Web vs Apps
First off, Happy Halloween to those that celebrate! My kid got more candy then he'll ever be able to eat during trick-or-treat last night, which means I have to step up to the plate and help eat it. It's hard work, but somebody's got to do it! Now on to the post.
I just read Why NetNewsWire is Not a Web App from Brent Simmons. He's the creator of NetNewsWire, which is the Mac OS application I use for reading RSS (and an absolutely excellent application at that). I stumbled upon this article via Evan's post.
I've posted on this blog about building my first Mac application, Ryder. Brent's article really resonated with me as it's a lot of the same reasons I've decided to dive into the native application world.
Simply put, building a web application is expensive and requires knowledge across a ton of domains. You have to maintain the server, the domain, database, authentication, scaling, downtime, payment processing, etc etc etc. Layer on the millions of decisions you have to make as a developer, such as: backend language, frontend framework, backend framework database engine, design library, payment processor, monitoring provider, host, etc.
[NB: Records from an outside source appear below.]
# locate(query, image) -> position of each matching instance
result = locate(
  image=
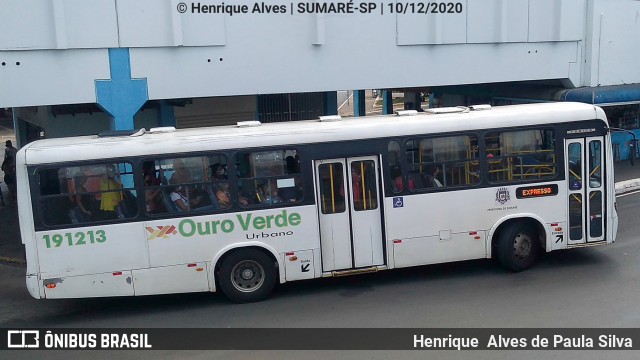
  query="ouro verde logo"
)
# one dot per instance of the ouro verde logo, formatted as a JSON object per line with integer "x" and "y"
{"x": 244, "y": 222}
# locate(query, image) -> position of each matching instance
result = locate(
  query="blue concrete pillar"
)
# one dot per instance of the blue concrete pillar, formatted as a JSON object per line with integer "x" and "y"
{"x": 121, "y": 97}
{"x": 166, "y": 116}
{"x": 621, "y": 141}
{"x": 330, "y": 103}
{"x": 359, "y": 108}
{"x": 387, "y": 102}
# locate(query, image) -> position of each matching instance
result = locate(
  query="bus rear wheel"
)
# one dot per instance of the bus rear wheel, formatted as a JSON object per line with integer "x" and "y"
{"x": 518, "y": 246}
{"x": 247, "y": 276}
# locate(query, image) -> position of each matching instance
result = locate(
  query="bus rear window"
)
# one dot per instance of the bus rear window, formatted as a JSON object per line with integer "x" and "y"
{"x": 87, "y": 193}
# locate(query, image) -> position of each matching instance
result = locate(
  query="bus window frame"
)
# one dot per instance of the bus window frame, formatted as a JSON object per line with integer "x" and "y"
{"x": 444, "y": 188}
{"x": 36, "y": 197}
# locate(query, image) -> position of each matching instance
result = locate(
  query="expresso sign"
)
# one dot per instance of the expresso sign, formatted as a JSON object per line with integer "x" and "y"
{"x": 536, "y": 191}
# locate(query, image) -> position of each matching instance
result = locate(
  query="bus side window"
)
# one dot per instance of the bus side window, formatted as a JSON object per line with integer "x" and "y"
{"x": 269, "y": 178}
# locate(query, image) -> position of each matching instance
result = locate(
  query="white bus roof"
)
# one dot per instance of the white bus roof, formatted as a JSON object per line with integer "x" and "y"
{"x": 301, "y": 132}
Building an app is a lot more straightforward. Wanna build a Mac app? Swift + SwiftUI + CoreData. Distribution through Mac Store or throw up a simple HTML page and link to Gumroad to pay & download a binary. A lot of decisions are taken care of, letting you focus on building the app. When people buy your app, you don't have to worry about a database going down at 2am, script kiddies DDOSing your infrastructure on a holiday, or your servers blowing up while you're on a vacation in China without a laptop resulting in losing all of your clients due to over a month of downtime (yeah that last one is personal....RIP MetaShort).
I've been a web developer for a LONG time. My first web dev job was in college. And to be honest, I'm tired of it. Don't get me wrong, I love the small web. Blogs, HTML+CSS pages...the simple stuff. But I'm so sick of "web applications", the bloat, the decisions, the constant on-call support. I want to build something useful for myself (and hopefully others). The second it stops being fun, I'm out. And that's why I'm moving my focus to native applications.